Lalu, perempuan itu mulai sibuk bekerja. Matanya sempat berhenti di sebuah pigura. Foto yang terpajang di sana menampilkan senyum bahagia Jilly yang sedang menggendong Zia yang kala itu masih berusia tiga tahun. Dulu, dia memasang foto bertiga dengan Arlo di pigura itu. Namun kemudian diganti Jilly tak lama setelah suaminya berpulang.

Sengatan rasa perih itu masih terasa, meski tak setajam dulu. Tampaknya, Jilly belum sepenuhnya bisa steril dari kenyerian. Jilly sendiri tidak yakin jika lukanya bisa benar-benar pulih. Umurnya baru dua puluh delapan tahun, tapi sudah mengalami kepahitan separah ini.

Jilly menghela napas. Dia tidak ingin terjebak dalam kemuraman saat seharusnya fokus pada pekerjaan yang bertumpuk. Jilly buru-buru mengerahkan konsentrasinya pada pekerjaan yang harus ditangani.

"Kenzo itu cakep, suaranya berat dan seksi. Sayangnya, dia ngeselin. Paling nggak, menurut dua mantan asistennya. Jadi, cakepnya mubazir." Helen bersuara lagi.

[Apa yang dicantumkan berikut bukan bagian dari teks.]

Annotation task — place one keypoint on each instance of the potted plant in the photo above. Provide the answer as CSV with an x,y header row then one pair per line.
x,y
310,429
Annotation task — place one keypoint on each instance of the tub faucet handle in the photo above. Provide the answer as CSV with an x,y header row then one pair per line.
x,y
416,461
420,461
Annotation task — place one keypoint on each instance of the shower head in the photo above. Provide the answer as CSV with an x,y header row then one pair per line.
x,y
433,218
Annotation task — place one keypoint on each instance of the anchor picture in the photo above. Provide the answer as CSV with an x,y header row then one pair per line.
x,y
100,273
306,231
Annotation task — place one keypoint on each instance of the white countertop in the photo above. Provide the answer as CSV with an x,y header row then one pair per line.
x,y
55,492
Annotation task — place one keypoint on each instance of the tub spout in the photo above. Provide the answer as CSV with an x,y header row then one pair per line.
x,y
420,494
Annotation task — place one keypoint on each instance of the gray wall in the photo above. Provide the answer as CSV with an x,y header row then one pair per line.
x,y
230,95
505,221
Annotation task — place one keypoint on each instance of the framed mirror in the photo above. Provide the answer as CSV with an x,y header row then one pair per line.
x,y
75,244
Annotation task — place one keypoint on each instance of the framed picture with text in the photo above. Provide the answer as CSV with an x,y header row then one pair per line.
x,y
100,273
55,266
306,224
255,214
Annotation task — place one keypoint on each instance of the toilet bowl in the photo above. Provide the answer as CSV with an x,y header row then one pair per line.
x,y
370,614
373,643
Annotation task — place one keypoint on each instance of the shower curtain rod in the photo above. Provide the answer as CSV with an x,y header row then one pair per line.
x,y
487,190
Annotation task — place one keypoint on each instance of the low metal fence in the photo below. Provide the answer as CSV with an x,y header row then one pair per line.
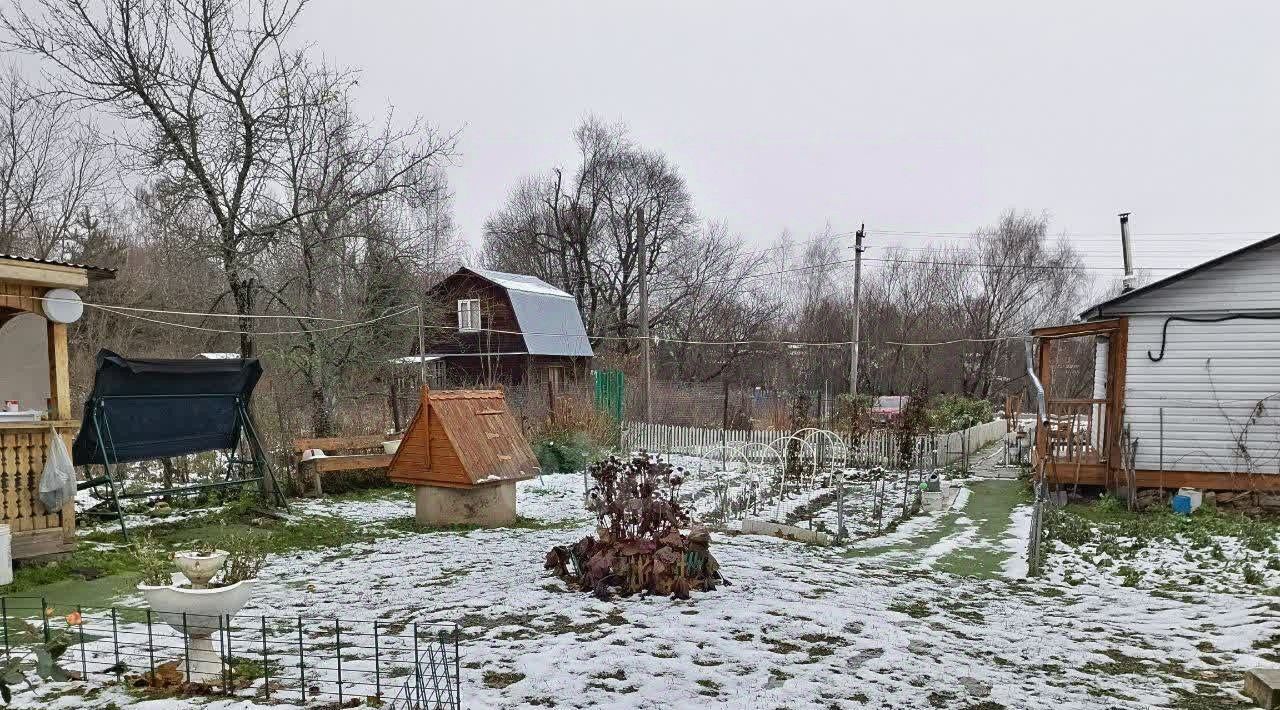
x,y
878,447
405,664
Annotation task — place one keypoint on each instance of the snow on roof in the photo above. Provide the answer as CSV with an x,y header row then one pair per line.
x,y
412,360
95,271
547,316
520,282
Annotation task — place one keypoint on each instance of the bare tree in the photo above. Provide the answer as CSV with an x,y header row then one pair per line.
x,y
205,90
580,229
51,172
346,250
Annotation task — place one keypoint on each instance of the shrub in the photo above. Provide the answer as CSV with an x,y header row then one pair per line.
x,y
567,453
245,559
952,412
154,564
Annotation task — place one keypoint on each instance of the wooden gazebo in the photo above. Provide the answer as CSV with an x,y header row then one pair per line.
x,y
464,452
23,444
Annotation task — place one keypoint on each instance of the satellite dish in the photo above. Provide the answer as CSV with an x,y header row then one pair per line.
x,y
63,306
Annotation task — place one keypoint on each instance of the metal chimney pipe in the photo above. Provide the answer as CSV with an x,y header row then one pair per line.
x,y
1128,253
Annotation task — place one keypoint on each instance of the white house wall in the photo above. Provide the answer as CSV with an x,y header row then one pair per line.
x,y
1247,283
1208,385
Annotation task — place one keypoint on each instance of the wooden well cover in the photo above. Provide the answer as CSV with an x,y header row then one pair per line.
x,y
461,439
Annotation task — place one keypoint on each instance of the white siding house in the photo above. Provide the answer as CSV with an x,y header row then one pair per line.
x,y
1205,397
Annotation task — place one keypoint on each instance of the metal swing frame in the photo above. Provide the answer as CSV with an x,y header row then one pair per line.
x,y
261,465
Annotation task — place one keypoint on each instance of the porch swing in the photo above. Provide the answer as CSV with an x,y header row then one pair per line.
x,y
151,408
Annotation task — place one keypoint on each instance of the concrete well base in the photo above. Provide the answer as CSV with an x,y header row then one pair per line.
x,y
484,505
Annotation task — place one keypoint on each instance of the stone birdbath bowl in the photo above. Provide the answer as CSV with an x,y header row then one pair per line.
x,y
199,610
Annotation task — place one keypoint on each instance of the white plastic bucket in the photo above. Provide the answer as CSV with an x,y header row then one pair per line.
x,y
5,555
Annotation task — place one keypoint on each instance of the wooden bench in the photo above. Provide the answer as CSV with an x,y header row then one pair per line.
x,y
342,453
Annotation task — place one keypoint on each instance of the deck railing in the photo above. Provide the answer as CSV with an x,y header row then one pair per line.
x,y
1077,430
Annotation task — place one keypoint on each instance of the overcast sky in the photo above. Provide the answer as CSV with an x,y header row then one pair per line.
x,y
917,117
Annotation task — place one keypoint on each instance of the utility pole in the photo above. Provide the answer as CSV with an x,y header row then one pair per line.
x,y
421,347
643,257
858,298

Jilly mengangkat wajah dan mendapati Kenzo baru saja meninggalkan ruang kerja Hans. Lelaki itu berjalan dengan tatapan lurus ke arah pintu keluar. "Kamu udah mengulang-ulang komentar itu seribu kali," goda Jilly. "Eh, tapi Hanna nggak pernah komen negatif sebelum pindah. Malah selalu memuji-muji Kenzo," Jilly mengingatkan. Lalu, dia kembali berkonsentrasi pada pekerjaannya.

"Jill, dipanggil Pak Hans, tuh!" Suara Helen terdengar lagi.

Jilly mendongak dan melihat bosnya berdiri di depan pintu dan memberi isyarat. Perempuan itu buru-buru menyusul Hans setelah bergumam pelan, "Doakan semoga Pak Hans ngasih kabar baik. Naik gaji, misalnya."

Nyatanya, Hans tidak menawarinya naik gaji. Melainkan memberi tawaran yang membuat Jilly terperenyak.


Lagu : Symphaty for The Devil (The Rolling Stones)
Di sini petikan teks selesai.